2. Reinigung und Wiederverwertung von Säuren und Basen aus Abfällen in der Industrie für Aminosäuren, Glutamat, Zitronensäure, Milchsäure usw.
3. Reinigung und Wiederverwertung von Säuren und Basen aus Abfällen in der Industrie für Fermentationsflüssigkeiten, Vitamine, Acarbose usw.

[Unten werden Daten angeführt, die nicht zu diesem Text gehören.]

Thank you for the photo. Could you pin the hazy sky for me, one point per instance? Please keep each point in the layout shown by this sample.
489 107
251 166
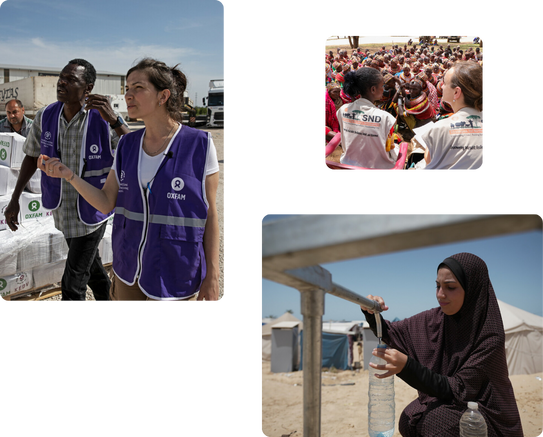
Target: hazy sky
235 39
406 280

4. Reinigung und Wiederverwertung von Säuren und Basen aus Abfällen in der Industrie für Antibiotika, Cephalosporine, Penicillin, Erythromycin, Streptomycin usw.
5. Reinigung und Wiederverwertung von Säuren und Basen aus Abfällen in der Industrie für Extrakte aus Tieren und Pflanzen, Stevia, Ginkgolextrakte usw.
6. Reinigung und Wiederverwertung von Säuren und Basen aus Abfällen in der Industrie für Fruchtsäfte, Apfelsaft, Birnensaft usw.
7. Reinigung und Wiederverwertung von Säuren und Basen aus Abfällen in der Metallverarbeitungsindustrie sowie in der Industrie für seltene Metalle wie Lithium, Tantal, Wolfram, Gallium usw.
8. Reinigung und Wiederverwertung von Säuren und Basen aus Abfällen in der Chlor-Alkali-Industrie.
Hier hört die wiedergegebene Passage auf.